With humility I ask pardon for my omissions. Over the years, I have failed to acknowledge my gratitude for medical folks and my parents for making sure that I was vaccinated. Through them not only have I been made safe, but I have also been able to help build up communal immunity against horrific diseases.
I regret the consequences of not acknowledging my thankfulness. Had I joined others in giving credit where credit is due, those who doubt the efficacy of Covid 19 vaccines might be motivated to join those of us who do not take our heath for granted. Had I been more vocal in appreciation, doubters might better realize their own vulnerability. Maybe they would open family albums, look long and hard at their forbearers and show loving reciprocity toward the ancestors who made sure their children were vaccinated.

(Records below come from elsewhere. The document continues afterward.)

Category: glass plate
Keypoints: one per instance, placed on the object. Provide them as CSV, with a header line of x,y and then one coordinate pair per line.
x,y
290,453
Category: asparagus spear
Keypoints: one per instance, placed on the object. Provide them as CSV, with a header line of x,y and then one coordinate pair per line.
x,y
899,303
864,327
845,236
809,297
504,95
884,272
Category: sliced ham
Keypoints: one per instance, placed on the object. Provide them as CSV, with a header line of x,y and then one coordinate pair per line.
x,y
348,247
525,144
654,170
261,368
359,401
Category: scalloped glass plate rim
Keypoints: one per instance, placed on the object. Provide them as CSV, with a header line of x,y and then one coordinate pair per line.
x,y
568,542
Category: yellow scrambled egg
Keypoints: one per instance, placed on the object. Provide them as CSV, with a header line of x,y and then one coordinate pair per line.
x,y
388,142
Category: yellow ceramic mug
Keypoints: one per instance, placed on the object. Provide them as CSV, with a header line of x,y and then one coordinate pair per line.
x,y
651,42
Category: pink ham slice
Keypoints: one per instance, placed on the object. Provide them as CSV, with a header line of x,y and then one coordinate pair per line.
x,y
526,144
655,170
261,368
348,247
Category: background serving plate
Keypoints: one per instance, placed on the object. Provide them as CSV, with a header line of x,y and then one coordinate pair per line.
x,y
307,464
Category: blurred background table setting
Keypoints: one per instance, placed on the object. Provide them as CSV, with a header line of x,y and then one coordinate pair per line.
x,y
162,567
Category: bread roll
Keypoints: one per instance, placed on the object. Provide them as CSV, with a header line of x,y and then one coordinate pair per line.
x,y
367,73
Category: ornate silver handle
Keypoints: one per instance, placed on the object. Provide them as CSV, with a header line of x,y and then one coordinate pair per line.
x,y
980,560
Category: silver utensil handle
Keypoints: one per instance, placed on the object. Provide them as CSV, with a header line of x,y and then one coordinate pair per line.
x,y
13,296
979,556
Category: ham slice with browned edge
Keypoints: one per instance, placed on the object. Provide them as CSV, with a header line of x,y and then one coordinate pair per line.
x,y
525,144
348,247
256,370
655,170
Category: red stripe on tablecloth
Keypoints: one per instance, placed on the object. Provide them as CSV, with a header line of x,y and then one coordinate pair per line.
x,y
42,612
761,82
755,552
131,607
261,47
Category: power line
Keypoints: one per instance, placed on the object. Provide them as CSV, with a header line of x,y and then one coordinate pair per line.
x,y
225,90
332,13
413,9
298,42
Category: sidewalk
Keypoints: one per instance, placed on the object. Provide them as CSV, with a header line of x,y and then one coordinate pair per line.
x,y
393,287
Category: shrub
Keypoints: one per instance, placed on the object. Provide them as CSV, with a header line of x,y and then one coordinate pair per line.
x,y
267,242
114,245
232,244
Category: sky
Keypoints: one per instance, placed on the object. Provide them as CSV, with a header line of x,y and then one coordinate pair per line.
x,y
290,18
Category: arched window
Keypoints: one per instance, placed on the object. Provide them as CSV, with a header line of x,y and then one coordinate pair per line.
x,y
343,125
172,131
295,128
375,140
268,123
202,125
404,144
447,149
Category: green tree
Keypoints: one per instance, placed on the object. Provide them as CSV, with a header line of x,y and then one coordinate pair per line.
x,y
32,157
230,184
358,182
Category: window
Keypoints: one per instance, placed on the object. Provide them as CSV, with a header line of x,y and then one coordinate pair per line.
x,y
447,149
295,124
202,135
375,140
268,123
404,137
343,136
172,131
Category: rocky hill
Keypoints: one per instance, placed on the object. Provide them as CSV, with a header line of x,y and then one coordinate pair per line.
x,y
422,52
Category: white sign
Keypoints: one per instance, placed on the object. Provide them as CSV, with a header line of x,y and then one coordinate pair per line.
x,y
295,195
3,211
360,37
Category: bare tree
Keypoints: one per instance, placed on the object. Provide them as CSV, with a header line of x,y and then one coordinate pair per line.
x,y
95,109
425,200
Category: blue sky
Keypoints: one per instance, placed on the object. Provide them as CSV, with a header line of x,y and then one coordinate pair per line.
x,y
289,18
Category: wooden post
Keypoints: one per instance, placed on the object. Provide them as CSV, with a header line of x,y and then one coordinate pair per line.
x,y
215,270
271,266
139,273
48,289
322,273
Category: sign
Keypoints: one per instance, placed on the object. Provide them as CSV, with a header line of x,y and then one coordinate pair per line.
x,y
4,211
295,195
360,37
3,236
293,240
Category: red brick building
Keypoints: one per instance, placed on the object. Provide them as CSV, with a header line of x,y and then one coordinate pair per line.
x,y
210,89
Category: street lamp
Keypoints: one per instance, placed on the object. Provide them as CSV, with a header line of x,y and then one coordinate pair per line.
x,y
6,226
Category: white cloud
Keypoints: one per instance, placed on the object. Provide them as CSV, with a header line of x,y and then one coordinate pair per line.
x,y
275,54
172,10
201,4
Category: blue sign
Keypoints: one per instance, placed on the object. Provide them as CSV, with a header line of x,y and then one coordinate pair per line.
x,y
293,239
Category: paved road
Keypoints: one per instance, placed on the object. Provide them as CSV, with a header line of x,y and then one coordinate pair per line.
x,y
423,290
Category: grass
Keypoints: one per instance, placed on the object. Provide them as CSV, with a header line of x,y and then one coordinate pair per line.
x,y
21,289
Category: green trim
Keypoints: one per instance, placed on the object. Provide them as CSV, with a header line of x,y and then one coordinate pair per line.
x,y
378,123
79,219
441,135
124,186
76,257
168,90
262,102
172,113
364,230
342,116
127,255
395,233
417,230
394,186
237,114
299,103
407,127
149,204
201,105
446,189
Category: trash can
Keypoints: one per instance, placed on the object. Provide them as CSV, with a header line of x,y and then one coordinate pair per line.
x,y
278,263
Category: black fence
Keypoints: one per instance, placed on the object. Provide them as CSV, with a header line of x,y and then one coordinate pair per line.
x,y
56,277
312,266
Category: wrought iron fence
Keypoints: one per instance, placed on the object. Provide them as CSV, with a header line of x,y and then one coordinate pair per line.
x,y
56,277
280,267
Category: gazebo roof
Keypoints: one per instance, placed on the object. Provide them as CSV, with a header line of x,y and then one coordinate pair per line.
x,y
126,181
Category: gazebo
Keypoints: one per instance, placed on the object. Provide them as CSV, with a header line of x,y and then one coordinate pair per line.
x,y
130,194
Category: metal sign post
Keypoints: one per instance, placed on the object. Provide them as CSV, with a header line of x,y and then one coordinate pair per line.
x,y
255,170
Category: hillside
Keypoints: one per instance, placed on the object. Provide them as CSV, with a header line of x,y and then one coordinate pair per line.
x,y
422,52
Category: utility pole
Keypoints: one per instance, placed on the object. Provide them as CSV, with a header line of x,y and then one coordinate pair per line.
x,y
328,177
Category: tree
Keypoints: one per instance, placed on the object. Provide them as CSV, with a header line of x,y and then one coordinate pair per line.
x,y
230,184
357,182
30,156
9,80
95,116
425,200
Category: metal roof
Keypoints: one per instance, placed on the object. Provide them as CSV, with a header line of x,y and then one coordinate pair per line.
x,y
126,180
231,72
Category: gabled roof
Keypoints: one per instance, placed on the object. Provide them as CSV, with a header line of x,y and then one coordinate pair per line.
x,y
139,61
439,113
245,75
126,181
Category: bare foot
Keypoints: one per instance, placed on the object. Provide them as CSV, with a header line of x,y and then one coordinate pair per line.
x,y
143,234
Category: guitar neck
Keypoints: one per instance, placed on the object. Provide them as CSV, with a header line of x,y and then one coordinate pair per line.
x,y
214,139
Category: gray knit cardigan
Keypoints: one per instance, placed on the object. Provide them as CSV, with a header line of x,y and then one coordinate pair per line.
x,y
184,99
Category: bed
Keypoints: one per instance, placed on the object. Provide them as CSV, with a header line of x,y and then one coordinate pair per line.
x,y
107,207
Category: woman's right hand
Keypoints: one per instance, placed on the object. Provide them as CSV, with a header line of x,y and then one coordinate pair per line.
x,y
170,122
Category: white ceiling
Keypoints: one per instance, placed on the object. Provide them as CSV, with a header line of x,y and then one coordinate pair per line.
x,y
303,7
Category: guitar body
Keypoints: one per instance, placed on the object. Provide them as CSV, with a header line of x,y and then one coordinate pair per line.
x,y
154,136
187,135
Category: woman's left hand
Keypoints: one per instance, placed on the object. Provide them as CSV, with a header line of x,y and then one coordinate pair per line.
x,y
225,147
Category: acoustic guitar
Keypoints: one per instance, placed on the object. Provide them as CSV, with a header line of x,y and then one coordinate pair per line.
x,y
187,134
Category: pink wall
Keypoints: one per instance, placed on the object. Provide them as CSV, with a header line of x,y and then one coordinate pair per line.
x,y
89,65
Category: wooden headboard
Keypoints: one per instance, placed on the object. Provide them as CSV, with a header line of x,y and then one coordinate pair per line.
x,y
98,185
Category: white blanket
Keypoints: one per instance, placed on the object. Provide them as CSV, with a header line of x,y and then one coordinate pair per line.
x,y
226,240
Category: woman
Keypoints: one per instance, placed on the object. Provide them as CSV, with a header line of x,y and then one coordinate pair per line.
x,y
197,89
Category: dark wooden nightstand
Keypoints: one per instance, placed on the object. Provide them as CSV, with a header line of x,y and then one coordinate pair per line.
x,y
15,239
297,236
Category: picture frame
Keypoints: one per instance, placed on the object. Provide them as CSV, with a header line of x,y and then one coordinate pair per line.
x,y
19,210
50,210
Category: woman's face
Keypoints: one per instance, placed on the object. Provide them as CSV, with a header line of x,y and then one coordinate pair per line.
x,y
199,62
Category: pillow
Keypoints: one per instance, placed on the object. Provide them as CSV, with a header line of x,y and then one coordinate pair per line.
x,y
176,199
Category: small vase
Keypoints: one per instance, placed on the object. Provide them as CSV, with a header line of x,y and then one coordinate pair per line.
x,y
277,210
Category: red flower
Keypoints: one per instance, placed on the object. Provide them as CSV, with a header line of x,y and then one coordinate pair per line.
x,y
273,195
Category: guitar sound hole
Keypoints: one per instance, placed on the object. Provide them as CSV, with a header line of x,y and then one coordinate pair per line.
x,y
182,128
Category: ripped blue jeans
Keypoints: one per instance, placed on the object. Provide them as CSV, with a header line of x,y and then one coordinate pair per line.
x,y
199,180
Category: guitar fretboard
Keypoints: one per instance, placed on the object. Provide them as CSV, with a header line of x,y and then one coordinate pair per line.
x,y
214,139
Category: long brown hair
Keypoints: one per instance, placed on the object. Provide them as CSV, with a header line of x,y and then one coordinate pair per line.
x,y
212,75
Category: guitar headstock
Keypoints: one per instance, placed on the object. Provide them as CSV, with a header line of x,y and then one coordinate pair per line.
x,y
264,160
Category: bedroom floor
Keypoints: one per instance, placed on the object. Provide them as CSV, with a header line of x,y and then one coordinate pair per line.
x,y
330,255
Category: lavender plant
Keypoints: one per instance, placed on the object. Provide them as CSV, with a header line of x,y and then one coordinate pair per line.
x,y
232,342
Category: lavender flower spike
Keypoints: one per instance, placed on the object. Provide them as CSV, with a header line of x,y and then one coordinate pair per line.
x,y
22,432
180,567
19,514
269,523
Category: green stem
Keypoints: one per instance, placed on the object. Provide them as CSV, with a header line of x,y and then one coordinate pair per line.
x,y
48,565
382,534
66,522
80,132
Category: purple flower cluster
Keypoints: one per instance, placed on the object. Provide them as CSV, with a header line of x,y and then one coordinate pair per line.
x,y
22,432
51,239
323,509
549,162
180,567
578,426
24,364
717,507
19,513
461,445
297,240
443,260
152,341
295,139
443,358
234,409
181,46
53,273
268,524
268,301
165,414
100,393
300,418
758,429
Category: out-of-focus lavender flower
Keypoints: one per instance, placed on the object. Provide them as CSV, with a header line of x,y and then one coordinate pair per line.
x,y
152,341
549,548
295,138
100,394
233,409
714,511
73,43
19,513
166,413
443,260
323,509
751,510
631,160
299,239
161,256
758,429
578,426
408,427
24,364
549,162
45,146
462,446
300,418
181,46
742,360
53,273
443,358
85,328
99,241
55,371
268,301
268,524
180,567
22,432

In conclusion, I invite others to join me in telling your stories of gratitude even when you feel you are talking to hearts and minds as stiff as boards. Perhaps a chorus of gratitude will inspire more people to carry on the work of protecting themselves, and safeguarding children and others most vulnerable. Perhaps more personal stories of compassionate vaccinations will expedite commitment to a science-based procedure which has been the law of our land for 116 years.
Dona Palmer 10/9/2021
*Links to Paul’s BIO, research and covid vaccine recommended readings are available upon request.